The economic growth in Russia is likely to slowdown further

According to the analysis of Higher School of Economics (HSE), the Economy Ministry of Russia (EMR) is overoptimistic in its projections of inflation and the economic growth.

Even the pessimistic EMR forecast results in 3.7% GDP growth in 2013, contrasting with 2.6% of HSE forecast. EMR scenario is also quite inconsistent. The government believes that Russia will continue to grow despite the slowdown in EU – the major consumer of Russia’s oil and gas.

Deputy economy minister Andrei Klepach was a specialist in forecasting before becoming a bureaucrat

The stability of the Putin’s regime rests on the prudent macroeconomic policy during the last 15 years.
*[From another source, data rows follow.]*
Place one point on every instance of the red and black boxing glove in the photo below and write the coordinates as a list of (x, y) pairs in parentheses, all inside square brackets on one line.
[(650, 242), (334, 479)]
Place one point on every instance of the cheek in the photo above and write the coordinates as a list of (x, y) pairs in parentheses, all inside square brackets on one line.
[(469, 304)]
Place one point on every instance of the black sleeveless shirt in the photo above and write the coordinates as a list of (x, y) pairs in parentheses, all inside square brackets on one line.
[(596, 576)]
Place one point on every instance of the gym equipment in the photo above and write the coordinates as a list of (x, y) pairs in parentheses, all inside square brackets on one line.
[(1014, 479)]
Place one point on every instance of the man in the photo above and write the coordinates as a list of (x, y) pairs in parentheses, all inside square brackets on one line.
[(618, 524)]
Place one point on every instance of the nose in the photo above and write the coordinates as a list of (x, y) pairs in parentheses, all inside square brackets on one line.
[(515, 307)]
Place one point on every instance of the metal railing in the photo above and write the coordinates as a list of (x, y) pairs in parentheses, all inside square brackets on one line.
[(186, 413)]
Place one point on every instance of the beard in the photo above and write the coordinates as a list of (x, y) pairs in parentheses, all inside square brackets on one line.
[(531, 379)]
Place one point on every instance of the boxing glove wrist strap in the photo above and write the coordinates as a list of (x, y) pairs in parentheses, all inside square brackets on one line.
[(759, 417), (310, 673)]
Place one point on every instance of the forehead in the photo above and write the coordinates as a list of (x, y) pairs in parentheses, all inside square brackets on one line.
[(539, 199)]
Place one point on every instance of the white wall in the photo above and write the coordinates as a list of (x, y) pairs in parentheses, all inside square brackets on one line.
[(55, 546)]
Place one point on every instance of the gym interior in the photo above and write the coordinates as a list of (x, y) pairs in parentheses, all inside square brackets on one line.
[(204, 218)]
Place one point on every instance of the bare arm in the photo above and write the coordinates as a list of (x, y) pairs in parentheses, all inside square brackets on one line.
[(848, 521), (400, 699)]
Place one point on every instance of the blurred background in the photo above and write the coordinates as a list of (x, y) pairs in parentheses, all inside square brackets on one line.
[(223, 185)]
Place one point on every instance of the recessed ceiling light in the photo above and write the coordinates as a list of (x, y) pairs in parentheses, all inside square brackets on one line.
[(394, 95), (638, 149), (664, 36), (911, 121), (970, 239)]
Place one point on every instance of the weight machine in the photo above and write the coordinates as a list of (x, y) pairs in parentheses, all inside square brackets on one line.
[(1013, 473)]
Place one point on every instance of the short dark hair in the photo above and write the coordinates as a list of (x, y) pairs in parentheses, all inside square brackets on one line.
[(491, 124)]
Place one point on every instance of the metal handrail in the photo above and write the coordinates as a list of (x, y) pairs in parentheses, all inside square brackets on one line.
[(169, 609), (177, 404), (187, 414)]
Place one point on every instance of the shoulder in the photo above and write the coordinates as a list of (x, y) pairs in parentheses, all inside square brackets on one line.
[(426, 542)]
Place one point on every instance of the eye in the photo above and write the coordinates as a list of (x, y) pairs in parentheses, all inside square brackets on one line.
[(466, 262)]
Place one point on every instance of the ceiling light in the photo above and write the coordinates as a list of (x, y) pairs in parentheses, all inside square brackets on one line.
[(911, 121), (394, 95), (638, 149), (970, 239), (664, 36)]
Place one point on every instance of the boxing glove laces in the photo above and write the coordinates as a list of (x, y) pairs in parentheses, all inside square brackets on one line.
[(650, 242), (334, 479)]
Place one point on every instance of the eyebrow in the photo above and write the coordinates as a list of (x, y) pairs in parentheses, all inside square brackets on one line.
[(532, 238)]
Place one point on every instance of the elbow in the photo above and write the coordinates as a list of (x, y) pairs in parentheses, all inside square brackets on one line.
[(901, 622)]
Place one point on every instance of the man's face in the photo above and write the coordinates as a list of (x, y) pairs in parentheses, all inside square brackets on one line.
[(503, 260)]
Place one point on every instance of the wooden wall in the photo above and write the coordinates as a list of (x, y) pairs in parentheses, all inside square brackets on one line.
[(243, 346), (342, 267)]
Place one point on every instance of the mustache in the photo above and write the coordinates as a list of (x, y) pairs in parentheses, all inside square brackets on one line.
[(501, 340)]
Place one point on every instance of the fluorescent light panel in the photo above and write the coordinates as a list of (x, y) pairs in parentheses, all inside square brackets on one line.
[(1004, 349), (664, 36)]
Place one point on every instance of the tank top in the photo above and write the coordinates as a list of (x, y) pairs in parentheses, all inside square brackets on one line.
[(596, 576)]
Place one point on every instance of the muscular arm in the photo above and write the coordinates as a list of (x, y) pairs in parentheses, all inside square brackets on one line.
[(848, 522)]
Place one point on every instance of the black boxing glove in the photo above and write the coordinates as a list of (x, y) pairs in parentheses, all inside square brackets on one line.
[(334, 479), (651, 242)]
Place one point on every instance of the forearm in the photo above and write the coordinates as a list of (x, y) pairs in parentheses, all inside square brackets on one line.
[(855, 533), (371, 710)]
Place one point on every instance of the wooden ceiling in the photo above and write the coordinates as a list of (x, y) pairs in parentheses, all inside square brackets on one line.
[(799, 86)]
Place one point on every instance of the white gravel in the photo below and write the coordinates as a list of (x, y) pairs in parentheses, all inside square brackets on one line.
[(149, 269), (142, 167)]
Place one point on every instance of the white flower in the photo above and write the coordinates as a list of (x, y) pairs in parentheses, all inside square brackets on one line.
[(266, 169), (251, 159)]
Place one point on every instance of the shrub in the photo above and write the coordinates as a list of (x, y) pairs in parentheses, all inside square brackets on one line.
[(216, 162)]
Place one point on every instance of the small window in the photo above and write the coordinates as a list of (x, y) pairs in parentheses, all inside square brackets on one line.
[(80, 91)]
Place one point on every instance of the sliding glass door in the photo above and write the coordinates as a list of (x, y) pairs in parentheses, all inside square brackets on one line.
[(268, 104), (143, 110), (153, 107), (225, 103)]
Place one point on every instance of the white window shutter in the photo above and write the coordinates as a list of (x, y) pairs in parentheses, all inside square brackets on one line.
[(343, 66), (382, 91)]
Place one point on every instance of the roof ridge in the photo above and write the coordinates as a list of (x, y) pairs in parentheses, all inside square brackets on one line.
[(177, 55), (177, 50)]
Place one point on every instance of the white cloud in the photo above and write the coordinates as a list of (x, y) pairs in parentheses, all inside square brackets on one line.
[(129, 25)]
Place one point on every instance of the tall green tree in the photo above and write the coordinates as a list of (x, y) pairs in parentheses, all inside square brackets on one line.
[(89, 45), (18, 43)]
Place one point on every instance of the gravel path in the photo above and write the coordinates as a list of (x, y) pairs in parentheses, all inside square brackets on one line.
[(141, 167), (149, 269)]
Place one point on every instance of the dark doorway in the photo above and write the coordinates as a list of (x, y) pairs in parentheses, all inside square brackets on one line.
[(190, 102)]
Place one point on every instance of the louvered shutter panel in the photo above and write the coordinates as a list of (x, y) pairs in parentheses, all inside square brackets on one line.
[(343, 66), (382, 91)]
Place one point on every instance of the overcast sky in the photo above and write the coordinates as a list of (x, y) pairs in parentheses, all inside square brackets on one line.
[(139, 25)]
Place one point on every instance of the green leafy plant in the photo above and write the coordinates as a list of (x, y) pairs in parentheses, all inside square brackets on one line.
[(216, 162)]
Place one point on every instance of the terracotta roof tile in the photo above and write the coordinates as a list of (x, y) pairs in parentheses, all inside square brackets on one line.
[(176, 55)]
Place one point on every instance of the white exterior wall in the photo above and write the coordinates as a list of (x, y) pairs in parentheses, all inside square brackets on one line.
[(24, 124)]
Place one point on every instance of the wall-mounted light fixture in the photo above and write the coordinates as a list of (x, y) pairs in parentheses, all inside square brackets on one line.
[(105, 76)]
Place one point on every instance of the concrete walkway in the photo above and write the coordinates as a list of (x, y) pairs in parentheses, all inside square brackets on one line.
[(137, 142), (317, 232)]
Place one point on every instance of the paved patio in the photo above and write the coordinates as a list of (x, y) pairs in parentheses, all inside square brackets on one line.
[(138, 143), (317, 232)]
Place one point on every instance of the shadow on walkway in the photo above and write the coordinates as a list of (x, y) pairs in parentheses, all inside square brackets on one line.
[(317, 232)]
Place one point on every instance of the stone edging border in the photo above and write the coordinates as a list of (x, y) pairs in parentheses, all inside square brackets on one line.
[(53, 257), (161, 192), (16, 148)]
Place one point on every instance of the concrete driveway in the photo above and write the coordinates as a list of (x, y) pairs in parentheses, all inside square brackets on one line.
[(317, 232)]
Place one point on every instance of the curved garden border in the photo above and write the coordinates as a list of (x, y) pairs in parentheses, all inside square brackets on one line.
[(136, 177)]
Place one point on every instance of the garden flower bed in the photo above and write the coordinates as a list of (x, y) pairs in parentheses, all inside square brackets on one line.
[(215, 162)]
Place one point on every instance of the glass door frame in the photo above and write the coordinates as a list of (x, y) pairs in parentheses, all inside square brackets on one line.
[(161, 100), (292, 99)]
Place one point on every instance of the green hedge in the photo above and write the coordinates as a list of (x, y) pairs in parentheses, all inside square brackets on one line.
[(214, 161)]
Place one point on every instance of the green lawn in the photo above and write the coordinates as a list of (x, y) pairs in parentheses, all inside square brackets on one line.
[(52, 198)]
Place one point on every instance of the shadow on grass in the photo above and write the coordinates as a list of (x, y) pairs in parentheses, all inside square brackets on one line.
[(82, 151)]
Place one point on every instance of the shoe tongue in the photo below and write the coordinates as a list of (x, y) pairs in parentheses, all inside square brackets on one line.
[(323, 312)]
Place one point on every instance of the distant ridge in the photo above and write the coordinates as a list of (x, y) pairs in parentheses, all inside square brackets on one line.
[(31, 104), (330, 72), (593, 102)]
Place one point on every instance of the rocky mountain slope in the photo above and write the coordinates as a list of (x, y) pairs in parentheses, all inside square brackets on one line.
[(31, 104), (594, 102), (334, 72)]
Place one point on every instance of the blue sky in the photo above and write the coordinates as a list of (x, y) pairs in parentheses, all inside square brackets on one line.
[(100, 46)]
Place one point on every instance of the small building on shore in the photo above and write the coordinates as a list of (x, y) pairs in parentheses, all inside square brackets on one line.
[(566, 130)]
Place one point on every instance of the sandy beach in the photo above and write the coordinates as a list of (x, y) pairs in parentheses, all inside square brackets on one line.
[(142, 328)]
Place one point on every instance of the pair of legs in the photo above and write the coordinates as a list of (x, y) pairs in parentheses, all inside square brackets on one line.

Alas, now the political imperatives intervene into the government’s economic analysis. In Russia, the government’s economic calculations must demonstrate the feasibility of goals declared by politicians. The gap between the economic reality and a picture made up for Mr Putin is dangerously widening. For instance, MED is planning 7.2% of investment growth next year despite the record capital outflow from the country.

Misleadingly optimistic forecasts cause inefficient economic policies. The government substitutes institutional reforms by direct financing of pet projects. The federal budget is balanced when GDP grows by 4%, but if the real economic growth is just 2% the deficit will skyrocket. Business can’t rely on the government’s economic forecasts anymore and is loosing trust in the quality of macroeconomic policy. In the face of increased uncertainty, business curbs its investment activity. As a result even 2% of economic growth will be difficult to achieve if energy prices fall.